Google has made available the Ice Cream Sandwich source code, Android 4.0.1, the version that powers the upcoming Galaxy Nexus smartphone built by Samsung. The source code contains all the previous Honeycomb releases but there are no corresponding tags because “we want everyone to focus on Ice Cream Sandwich”, said Jean-Baptiste Queru, a software engineer working on Android. Queru admits that Google cut some corners with the Honeycomb development and it was incomplete, and they do not want anybody to continue using Android 3.0 but rather move to 4.0.

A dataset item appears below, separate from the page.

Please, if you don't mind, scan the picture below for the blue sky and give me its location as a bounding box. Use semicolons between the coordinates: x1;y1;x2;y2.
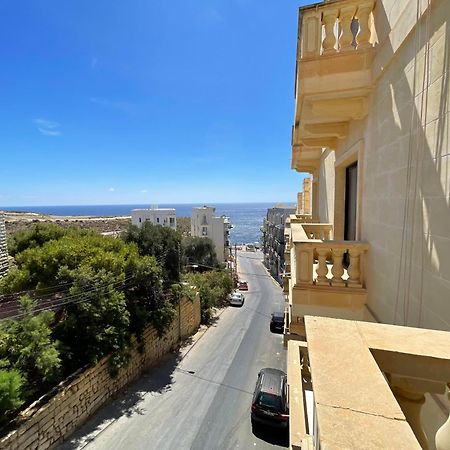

Google and several manufacturers hurried up last spring to bring Android tablets to the market before Apple would announced iPad 2, in an attempt to take some of this very lucrative market. Later Google announced that they won’t make available the source code for Honeycomb until later this year, move that was considered by some as a step back from the openness initially promised. But Google has returned to their practice to release the source code around the time a new flagship device hits the market, calming down the fears that their Android policy might change. It looks like the problem was the quality of Honeycomb’s code rather than an interest in holding back the source code.
Google has also made available a new version of the Native Development Kit, a set of tools allowing developers to write performance critical portions of their applications in C or C++. NDK r7 adds support for Android API 4.0 (level 14) including low-level multimedia streaming based on Khronos OpenMAX AL 1.0.1, and audio decoding to PCM format based on Khronos OpenSL ES.
An experimental feature enables builds on Windows without using Cygwin. The Release Notes detail all the improvements and bug fixes coming in NDK r7.